The leader of the official opposition, the liberal Democratic Alliance party, criticised Ramaphosa for allowing the former mayor of eThekwini municipality, Zandile Gumede, to be appointed as a provincial lawmaker despite facing corruption charges.
Ramaphosa has been accused of being soft on corruption amid concerns that implicating too many senior leaders of the ANC could split the ruling party.
The president said the matters of the former mayor and his spokeswoman are being investigated by the relevant entities, which will advise him on the appropriate action to take.
This week South Africa’s government began publishing contracts and procurement offers related to the pandemic, which Ramaphosa called “unprecedented in our country’s history, enabling members of the public to find detailed information about how public funds are being spent.”
Having secured the presidency on an anti-corruption ticket after predecessor Jacob Zuma was pressured to resign amid multiple scandals in 2018, Ramaphosa has been under pressure to show that his government is taking a tough stance on the scourge.
This week his letter to ANC party members cited “clear progress” since the election, but he scolded: “Today, the ANC and its leaders stand accused of corruption. The ANC may not stand alone in the dock, but it does stand as accused No 1.”
Leftist opposition party leader Julius Malema called on Ramaphosa to scrap the current procurement system and establish special courts that would deal with corruption cases, following the model that was used to prosecute crimes committed during the 2010 FIFA World Cup that was held in South Africa.
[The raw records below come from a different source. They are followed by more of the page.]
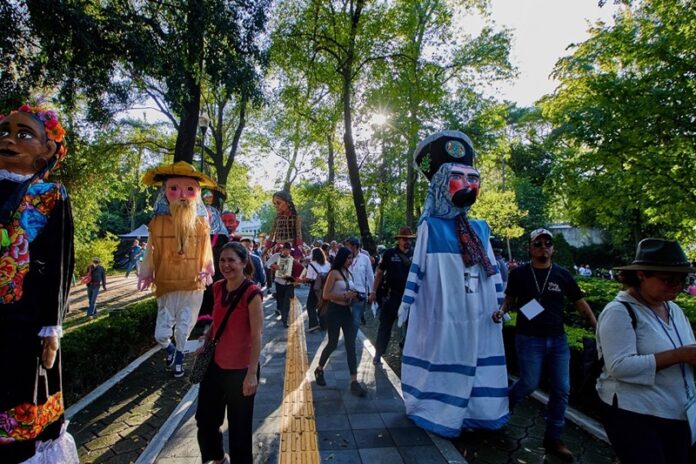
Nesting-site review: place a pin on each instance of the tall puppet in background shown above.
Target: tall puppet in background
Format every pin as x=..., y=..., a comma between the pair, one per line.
x=453, y=371
x=178, y=258
x=287, y=225
x=36, y=266
x=212, y=199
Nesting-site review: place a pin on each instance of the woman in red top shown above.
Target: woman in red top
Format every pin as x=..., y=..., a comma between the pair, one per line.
x=232, y=377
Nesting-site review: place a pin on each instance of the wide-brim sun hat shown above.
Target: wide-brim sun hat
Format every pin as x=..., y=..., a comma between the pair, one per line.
x=656, y=254
x=156, y=176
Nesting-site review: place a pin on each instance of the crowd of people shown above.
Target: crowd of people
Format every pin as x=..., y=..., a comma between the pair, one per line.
x=446, y=285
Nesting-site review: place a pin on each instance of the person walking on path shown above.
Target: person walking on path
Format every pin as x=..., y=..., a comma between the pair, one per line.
x=395, y=264
x=134, y=255
x=317, y=268
x=538, y=291
x=339, y=290
x=649, y=354
x=232, y=377
x=97, y=275
x=363, y=276
x=281, y=263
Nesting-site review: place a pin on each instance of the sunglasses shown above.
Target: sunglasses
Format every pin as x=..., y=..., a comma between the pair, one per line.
x=542, y=243
x=672, y=279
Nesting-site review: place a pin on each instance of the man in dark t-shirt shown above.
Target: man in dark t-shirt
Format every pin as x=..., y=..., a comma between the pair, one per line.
x=538, y=291
x=395, y=264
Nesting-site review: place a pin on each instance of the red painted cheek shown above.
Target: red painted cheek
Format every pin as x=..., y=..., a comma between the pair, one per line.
x=455, y=186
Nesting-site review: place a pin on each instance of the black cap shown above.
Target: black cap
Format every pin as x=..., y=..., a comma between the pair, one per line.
x=443, y=147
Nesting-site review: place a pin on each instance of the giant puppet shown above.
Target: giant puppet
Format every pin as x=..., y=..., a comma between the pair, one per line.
x=36, y=266
x=179, y=258
x=453, y=371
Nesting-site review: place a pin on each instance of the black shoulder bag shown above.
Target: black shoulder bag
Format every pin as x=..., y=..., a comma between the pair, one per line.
x=205, y=357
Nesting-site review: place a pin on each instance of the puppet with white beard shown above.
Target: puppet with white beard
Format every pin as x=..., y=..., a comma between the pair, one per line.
x=453, y=372
x=178, y=258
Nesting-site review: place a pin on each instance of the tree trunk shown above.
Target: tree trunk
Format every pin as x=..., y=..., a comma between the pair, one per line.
x=330, y=208
x=186, y=136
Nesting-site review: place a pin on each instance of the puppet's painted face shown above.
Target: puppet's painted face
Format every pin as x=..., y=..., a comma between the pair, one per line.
x=207, y=197
x=182, y=189
x=281, y=206
x=464, y=184
x=229, y=219
x=24, y=147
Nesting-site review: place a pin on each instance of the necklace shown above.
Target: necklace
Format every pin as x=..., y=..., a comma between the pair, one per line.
x=536, y=282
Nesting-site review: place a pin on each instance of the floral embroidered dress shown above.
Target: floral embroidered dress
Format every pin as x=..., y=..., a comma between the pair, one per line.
x=36, y=266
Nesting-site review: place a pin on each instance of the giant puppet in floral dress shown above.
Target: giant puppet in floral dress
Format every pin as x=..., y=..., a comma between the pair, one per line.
x=36, y=266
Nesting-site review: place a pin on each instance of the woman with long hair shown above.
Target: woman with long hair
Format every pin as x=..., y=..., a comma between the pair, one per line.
x=316, y=268
x=649, y=351
x=232, y=378
x=340, y=292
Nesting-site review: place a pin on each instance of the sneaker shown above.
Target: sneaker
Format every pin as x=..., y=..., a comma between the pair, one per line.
x=179, y=364
x=357, y=389
x=319, y=377
x=169, y=360
x=558, y=449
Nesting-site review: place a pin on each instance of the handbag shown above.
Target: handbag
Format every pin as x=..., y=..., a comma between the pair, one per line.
x=205, y=357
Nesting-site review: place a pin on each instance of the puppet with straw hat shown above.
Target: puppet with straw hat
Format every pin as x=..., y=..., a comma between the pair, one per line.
x=178, y=258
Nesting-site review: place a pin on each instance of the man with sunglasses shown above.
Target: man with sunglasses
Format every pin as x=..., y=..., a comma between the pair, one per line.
x=538, y=291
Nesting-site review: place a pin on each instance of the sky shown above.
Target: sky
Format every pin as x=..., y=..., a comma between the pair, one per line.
x=542, y=30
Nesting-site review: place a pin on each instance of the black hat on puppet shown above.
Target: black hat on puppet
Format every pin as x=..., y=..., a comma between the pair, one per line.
x=442, y=147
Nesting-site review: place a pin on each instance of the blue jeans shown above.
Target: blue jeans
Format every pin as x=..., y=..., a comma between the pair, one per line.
x=357, y=309
x=92, y=292
x=533, y=353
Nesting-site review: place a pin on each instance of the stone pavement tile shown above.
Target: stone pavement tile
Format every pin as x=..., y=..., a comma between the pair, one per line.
x=381, y=456
x=366, y=421
x=488, y=455
x=389, y=405
x=421, y=455
x=328, y=407
x=410, y=436
x=355, y=405
x=335, y=439
x=320, y=393
x=332, y=422
x=178, y=460
x=396, y=420
x=528, y=455
x=349, y=456
x=266, y=447
x=372, y=438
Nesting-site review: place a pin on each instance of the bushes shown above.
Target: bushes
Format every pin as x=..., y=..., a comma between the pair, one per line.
x=92, y=353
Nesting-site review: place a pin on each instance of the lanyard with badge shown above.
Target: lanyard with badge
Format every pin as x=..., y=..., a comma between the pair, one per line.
x=690, y=396
x=533, y=307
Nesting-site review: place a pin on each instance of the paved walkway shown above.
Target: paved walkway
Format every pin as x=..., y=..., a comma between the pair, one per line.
x=334, y=425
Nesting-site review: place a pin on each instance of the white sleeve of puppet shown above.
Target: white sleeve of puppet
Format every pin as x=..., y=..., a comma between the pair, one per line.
x=497, y=277
x=415, y=273
x=51, y=331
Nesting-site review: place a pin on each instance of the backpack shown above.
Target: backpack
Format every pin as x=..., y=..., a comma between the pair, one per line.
x=318, y=289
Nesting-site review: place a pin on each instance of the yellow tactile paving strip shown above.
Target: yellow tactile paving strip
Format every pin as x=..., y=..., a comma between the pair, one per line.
x=298, y=431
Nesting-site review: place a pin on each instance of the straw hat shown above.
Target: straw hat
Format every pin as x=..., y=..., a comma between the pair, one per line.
x=156, y=176
x=656, y=254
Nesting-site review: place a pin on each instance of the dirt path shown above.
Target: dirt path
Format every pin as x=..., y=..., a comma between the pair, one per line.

Corruption cases would be dealt with swiftly under that model, Malema said.
The COVID-19 corruption scandals dominated Thursday’s session with lawmakers, but Ramaphosa also was taken to task over the scourge of gender-based violence in South Africa and the country’s dire economic situation.
South Africa slipped into recession before the pandemic lockdown that started in March, and its unemployment rate is now above 30%.